Rimon braced himself, knowing how the youth would resist what Solamar was about to try and how dangerous that resistance would be for the exhausted channel who already seemed like a friend. Solamar’s whole attention remained on the Raider as he too gathered and braced himself, and Rimon felt that penetration between them deepen. It was almost as if he, himself, were prepared to shove selyn into the Raider’s depleted body.
Now.
Abruptly, Solamar waxed high field Gen and rammed adrenalin pumping fear into the fields.
The youth arched back in shock, body bowed nearly in half, and his tentacles whipped around Solamar’s arms. The laterals extended, moist pink-gray tiny by comparison to his handling tentacles and found their place between the interlaced tentacle grip.

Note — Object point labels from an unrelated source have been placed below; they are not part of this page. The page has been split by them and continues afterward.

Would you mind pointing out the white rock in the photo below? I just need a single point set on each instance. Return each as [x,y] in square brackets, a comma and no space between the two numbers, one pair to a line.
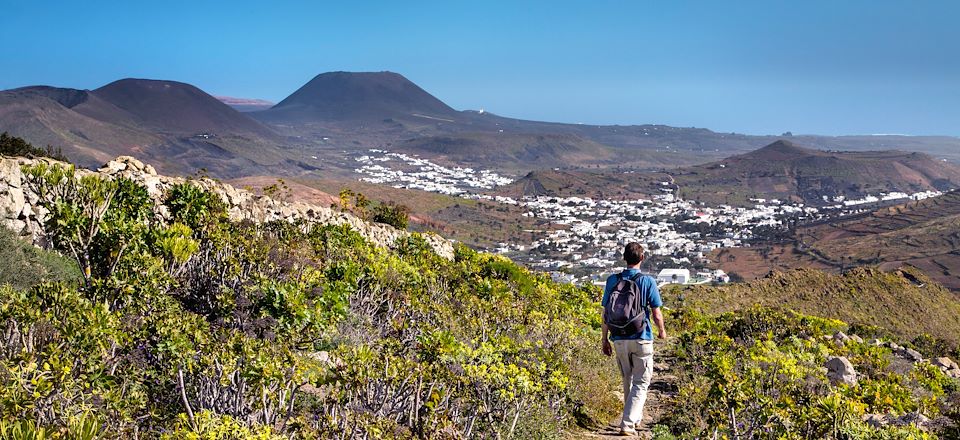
[840,370]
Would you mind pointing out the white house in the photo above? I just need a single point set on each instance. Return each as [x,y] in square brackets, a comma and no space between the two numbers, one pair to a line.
[678,276]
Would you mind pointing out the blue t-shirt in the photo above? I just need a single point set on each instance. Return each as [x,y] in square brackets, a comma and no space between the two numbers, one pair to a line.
[653,300]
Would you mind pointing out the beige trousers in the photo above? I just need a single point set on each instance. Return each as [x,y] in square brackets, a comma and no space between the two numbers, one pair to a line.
[635,358]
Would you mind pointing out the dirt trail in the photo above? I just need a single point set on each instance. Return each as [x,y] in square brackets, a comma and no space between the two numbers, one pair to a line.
[662,388]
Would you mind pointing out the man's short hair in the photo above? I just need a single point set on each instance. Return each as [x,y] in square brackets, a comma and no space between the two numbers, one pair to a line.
[633,253]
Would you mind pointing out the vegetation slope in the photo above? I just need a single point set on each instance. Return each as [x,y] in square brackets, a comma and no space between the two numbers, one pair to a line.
[182,324]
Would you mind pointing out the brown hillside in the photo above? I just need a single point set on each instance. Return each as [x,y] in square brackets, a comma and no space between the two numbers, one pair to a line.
[178,108]
[786,171]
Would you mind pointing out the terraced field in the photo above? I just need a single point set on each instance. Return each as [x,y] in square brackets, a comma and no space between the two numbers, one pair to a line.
[924,234]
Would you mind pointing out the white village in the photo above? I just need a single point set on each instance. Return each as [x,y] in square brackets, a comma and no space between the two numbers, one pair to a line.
[678,234]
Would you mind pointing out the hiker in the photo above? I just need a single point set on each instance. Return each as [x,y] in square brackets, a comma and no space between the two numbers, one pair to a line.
[630,300]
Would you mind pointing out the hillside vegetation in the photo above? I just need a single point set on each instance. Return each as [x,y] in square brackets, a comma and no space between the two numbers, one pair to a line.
[198,327]
[905,301]
[171,321]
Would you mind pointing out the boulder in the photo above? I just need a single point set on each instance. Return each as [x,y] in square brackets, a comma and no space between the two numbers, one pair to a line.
[910,354]
[840,337]
[841,371]
[945,363]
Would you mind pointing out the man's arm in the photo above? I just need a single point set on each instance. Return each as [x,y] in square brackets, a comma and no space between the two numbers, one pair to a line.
[658,319]
[605,336]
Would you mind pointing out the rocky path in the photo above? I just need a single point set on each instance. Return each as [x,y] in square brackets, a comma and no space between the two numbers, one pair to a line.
[662,389]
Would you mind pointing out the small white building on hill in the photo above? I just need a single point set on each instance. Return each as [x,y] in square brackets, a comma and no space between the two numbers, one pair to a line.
[675,276]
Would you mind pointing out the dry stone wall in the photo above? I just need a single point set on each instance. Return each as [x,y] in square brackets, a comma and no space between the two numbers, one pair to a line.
[21,212]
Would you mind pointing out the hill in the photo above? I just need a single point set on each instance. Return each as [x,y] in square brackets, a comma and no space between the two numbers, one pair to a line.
[906,301]
[370,96]
[174,125]
[923,234]
[245,104]
[508,152]
[182,129]
[178,108]
[594,183]
[787,171]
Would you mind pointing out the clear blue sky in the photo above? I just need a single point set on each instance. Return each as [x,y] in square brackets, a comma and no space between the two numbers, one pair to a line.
[807,66]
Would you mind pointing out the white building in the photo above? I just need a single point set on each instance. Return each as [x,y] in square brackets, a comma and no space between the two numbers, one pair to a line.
[678,276]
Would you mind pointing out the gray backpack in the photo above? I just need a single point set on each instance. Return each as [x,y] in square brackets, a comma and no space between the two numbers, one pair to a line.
[625,312]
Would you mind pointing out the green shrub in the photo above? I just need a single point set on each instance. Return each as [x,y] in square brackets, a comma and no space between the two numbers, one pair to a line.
[392,214]
[23,265]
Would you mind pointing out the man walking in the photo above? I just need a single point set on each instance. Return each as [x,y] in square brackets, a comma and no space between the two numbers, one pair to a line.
[630,300]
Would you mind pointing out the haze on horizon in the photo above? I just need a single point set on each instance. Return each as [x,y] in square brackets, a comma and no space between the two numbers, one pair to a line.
[852,67]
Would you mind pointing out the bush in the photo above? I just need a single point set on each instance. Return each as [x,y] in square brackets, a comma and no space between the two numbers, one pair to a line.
[206,328]
[22,265]
[392,214]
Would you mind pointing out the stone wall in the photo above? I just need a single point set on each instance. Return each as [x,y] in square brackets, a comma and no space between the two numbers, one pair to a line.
[20,210]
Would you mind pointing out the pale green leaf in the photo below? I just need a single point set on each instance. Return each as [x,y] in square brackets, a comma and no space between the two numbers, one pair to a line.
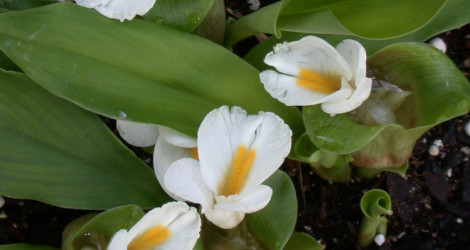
[439,92]
[55,152]
[364,18]
[134,70]
[302,241]
[184,15]
[453,15]
[95,230]
[273,225]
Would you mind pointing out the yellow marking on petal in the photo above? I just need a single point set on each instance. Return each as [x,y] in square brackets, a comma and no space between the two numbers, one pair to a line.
[150,239]
[193,153]
[238,172]
[312,80]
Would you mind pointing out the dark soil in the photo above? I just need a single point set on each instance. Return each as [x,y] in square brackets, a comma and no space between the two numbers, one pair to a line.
[431,205]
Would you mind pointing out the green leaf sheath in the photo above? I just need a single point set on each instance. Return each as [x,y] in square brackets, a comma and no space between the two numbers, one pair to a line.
[184,15]
[363,18]
[302,241]
[135,70]
[453,15]
[55,152]
[273,225]
[439,92]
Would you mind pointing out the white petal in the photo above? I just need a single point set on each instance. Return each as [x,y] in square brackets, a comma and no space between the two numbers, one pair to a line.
[138,134]
[359,96]
[119,240]
[176,138]
[255,201]
[164,155]
[119,9]
[184,231]
[219,135]
[286,90]
[184,179]
[224,219]
[311,53]
[355,55]
[163,216]
[272,144]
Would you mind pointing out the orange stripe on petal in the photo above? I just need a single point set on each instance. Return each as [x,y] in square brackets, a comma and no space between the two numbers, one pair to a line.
[238,172]
[150,239]
[312,80]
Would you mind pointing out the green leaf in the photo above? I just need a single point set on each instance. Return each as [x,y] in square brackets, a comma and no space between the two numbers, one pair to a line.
[7,64]
[364,18]
[55,152]
[24,4]
[453,15]
[96,230]
[24,246]
[213,26]
[184,15]
[374,204]
[273,225]
[302,241]
[134,70]
[439,93]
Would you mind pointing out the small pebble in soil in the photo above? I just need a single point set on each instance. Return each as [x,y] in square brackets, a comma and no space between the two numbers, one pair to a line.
[439,44]
[379,239]
[467,128]
[465,150]
[434,150]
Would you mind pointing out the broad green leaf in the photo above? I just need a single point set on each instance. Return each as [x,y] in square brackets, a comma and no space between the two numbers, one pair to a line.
[134,70]
[302,241]
[364,18]
[374,205]
[213,26]
[269,228]
[184,15]
[95,230]
[273,225]
[7,64]
[25,246]
[55,152]
[439,92]
[453,15]
[24,4]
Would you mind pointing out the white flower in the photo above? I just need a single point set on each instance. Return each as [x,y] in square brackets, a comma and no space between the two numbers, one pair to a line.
[173,226]
[313,72]
[119,9]
[237,152]
[170,145]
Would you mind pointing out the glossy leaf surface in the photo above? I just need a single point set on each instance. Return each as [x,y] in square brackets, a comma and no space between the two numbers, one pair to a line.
[55,152]
[453,15]
[135,70]
[184,15]
[95,230]
[273,225]
[363,18]
[439,92]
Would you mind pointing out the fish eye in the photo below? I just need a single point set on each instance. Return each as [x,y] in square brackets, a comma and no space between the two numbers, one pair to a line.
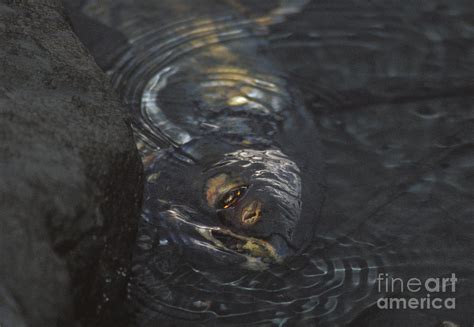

As the contact seated, the Raider lunged forward. Still unconscious, he sought the necessary fifth contact point with his lips, and Solamar obliged, bending low to touch his lips to the boy’s.
Rimon zlinned the flash of the first spark of selyn drawn from Solamar’s body and then the fields went wild as the Raider’s Kill conditioned system rebelled against the channel’s freely offered selyn.
The Raider needed to rip selyn from a resisting Gen, forcing that Gen to give up life, taking not accepting the gift of another month of life.
Rimon moved closer flicking aside Bruce’s apprehension. Bruce moved with him, steadying down into full concentration, holding the fields steady for Rimon, so Rimon could watch every detail of the abort as if his own body were channeling selyn to the Raider.
The selyn that had begun flowing from Solamar’s secondary system to the Raider did not cut off abruptly. It was more like a piece of woven fabric tearing, one thread at a time, and with each thread’s snap, selyn whipped back into Solamar. The backlash produced a rapid-fire burning sizzle that crackled through Solamar’s nerves and induced the same painful burning sensation throughout Rimon’s body.
One second, he was watching, and the next he was into the transfer abort, taking it all into himself. His Sime perceptions flared blazing white, then suddenly he was standing in his father’s treatment room, the log walls hung with heavy rugs to cut the drafts. Each colorful hanging held a poignant memory, a scent of home and love.
His father was bent over a scrawny Freeband Raider who was bleeding onto one of the treatment couches. The girl looked as lice infested and malnourished as the Raider boy.
“Delri!” snapped Zeth Farris. “Pay attention now. Zlin this carefully. You won’t get a second chance.” His father bent to create the fifth contact point, lip to lip, initiating selyn flow into the Raider’s debilitated system.